Undurraga Manuela, Mathevet Patrice, Hubner Martin, Buchs Nicolas C, Warlaumont Maxime, Sarivalasis Apostolos, Diciolla Antonella, Lang Noémie, Koessler Thibaud, Digklia Antonia, Ris Frédéric, Petignat Patrick, Labidi-Galy Intidhar
Service de gynécologie, Hôpitaux universitaires de Genève, 1211 Genève 14.
Service de gynécologie, Centre hospitalier universitaire vaudois, 1011 Lausanne.
Rev Med Suisse. 2022 May 18;18(782):990-996. doi: 10.53738/REVMED.2022.18.782.990.
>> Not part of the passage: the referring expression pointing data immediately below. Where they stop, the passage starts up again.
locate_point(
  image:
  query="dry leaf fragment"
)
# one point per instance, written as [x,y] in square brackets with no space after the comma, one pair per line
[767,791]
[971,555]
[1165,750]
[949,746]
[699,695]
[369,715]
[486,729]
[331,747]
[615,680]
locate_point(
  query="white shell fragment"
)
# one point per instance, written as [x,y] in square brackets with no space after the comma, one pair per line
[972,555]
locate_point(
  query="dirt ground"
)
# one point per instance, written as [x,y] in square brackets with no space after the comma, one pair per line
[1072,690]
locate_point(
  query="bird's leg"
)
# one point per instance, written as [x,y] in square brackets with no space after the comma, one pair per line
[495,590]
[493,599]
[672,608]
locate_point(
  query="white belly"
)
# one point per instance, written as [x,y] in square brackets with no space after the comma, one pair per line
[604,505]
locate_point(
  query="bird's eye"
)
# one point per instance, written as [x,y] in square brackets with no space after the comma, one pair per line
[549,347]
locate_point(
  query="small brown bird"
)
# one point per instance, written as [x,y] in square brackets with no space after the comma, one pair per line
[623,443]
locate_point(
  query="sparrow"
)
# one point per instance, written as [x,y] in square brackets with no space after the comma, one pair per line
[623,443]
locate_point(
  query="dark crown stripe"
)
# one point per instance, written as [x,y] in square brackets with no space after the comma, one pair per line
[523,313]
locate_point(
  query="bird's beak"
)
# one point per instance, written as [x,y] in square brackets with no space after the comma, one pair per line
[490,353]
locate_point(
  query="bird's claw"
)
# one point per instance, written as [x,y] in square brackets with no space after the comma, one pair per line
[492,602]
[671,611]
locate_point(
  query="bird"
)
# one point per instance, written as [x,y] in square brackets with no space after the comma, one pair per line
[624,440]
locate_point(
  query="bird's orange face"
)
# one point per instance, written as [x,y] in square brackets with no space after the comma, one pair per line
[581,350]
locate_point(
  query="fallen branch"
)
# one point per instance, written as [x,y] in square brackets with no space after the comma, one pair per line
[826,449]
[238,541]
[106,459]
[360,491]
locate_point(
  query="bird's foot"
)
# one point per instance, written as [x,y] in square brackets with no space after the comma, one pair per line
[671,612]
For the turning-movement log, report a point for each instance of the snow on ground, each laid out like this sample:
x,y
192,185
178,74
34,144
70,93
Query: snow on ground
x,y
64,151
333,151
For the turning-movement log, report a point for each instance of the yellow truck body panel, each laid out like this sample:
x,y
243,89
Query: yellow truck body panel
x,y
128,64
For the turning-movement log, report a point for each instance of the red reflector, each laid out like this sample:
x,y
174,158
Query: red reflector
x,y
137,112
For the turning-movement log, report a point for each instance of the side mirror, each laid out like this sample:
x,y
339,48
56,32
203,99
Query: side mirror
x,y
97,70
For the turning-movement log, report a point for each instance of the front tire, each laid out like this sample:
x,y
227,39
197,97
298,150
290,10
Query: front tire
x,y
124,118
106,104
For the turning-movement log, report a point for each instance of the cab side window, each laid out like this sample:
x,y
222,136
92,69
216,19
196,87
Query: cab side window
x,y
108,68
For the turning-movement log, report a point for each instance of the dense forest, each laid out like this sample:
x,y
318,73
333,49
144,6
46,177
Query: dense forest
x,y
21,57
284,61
Ovarian cancer is the first cause of death by gynecological cancer. Most of the patients are diagnosed with peritoneal carcinomatosis that represents a therapeutic challenge. Its management implies maximal cytoreductive surgery with survival benefit. Over the last three decades, several strategies of intra-peritoneal chemotherapy have been investigated. This includes intra-peritoneal adjuvant chemotherapy that is used mainly in North America, hyperthermic intraperitoneal chemotherapy (HIPEC) and more recently pressurized intraperitoneal aerosol chemotherapy (PIPAC). In the current article, we review the evidence in favor of each therapeutic approach, and we propose treatment algorithms depending on the clinical situation of ovarian cancer patients: upfront, platinum-sensitive and platinum-resistant relapse.
卵巢癌是妇科癌症致死的首要原因。大多数患者被诊断为腹膜癌,这是一个治疗难题。其治疗需要进行最大限度的肿瘤细胞减灭术以提高生存率。在过去三十年里,人们研究了多种腹腔内化疗策略。这包括主要在北美使用的腹腔内辅助化疗、热灌注腹腔内化疗(HIPEC)以及最近的加压腹腔内气溶胶化疗(PIPAC)。在本文中,我们回顾了支持每种治疗方法的证据,并根据卵巢癌患者的临床情况提出了治疗方案:初始治疗、铂敏感复发和铂耐药复发。